For decades, the dozens of hulking retired military ships bobbing in the Suisun Bay marked one of the San Francisco Bay Area's most unusual and unexpected sights. Its official name was the Suisun Bay Reserve Fleet, created by the U.S. Maritime Administration following World War II to serve as potential backups for national defense. To locals, it was simply the Mothball Fleet or The Ghost Fleet.
"The scale of it was quite impressive," said Ronn Patterson, who used to take tours to see the fleet aboard his Dolphin Charter cruises. "Just the number of ships was quite impressive."
At its high point, nearly 100 ships floated off the Benicia shoreline -- like massive museum pieces of military history.

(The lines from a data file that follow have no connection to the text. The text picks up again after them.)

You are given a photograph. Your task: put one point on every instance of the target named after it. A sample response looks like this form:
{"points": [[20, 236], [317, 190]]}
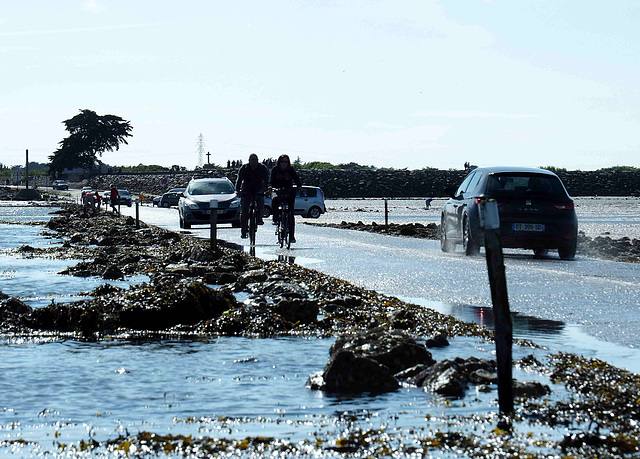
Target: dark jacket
{"points": [[284, 178], [251, 181]]}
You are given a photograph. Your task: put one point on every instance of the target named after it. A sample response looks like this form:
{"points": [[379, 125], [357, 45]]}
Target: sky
{"points": [[401, 84]]}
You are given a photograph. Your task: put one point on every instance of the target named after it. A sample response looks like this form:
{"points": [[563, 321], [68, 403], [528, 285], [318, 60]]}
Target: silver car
{"points": [[194, 205], [309, 203]]}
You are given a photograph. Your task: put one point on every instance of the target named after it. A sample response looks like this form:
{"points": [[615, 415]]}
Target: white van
{"points": [[309, 203]]}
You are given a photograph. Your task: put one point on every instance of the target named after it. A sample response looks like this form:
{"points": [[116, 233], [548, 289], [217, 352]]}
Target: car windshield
{"points": [[202, 188], [521, 184]]}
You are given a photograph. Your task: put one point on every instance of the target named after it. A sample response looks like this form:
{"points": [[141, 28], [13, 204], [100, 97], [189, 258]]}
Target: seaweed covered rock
{"points": [[366, 362], [158, 306]]}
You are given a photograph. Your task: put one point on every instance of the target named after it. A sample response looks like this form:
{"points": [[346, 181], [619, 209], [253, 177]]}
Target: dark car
{"points": [[309, 202], [194, 206], [60, 185], [534, 209], [125, 198], [169, 199]]}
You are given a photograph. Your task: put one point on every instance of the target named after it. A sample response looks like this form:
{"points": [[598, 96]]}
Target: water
{"points": [[55, 391]]}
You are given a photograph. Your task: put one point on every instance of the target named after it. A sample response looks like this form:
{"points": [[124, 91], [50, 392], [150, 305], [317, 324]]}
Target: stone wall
{"points": [[338, 183]]}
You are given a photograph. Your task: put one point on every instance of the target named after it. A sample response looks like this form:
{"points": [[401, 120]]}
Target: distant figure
{"points": [[88, 201], [252, 179], [283, 175], [114, 197]]}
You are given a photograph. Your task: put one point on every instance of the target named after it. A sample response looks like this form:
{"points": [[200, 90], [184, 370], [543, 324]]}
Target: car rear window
{"points": [[211, 188], [521, 184]]}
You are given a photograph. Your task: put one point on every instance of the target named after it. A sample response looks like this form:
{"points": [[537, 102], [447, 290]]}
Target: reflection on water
{"points": [[556, 335]]}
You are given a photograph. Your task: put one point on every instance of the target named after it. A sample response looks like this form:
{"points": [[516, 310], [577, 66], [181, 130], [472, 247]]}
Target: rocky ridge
{"points": [[624, 249], [378, 183], [383, 343]]}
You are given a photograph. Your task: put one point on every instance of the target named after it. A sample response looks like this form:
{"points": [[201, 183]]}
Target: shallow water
{"points": [[63, 391]]}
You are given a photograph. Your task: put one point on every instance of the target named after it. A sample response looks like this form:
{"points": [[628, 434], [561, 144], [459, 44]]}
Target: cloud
{"points": [[474, 114], [93, 6]]}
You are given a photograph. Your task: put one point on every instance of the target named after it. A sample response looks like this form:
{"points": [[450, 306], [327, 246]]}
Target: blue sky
{"points": [[403, 84]]}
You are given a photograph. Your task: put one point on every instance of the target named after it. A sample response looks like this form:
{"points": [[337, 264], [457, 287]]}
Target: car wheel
{"points": [[568, 251], [445, 244], [470, 246], [314, 212]]}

Its ranks included the tugboat Hoga, which raced to save soldiers and burning ships in the attack on Pearl Harbor. There was the USS Iowa, a WWII warrior that once carried President Franklin D. Roosevelt.
"Every ship was like a little textbook of history," Patterson said.
But following an environmental lawsuit in 2007, this once massive fleet has become a ghost itself. Only three of the original ships remain -- and soon they will be gone too.
"We discovered based on a government study, that vessels were putting about 20 tons of pollution into the bay," said Sejal Choksi-Chugh, executive director of BayKeeper which was among the environmental groups that sued the government over the ships' pollution.
Choksi-Chugh said paint chips from the decaying ships were flaking off into the Suisun Bay causing a hazard to fish and wildlife. As a result of the suit, Choksi-Chugh said the government began a program to regularly clean the ships. Even more significantly, it began removing the ships from Suisun Bay one by one -- towing them to industrial yards at nearby Mare Island and Brownsville, Texas, for scrapping.
"The Ghost Fleet of Suisuin Bay was pretty much an iconic tourist attraction," said Choksi-Chugh during a recent boat trip to visit the remaining ships. "It's too bad they were heavily polluting our San Francisco Bay."
Some of the ships survived to tell their tale. The Hoga was put on display at the Arkansas Inland Maritime Museum. The USS Iowa became a floating museum at the Pacific Battleship Center in San Pedro, California. But most were unceremoniously dismantled and scrapped.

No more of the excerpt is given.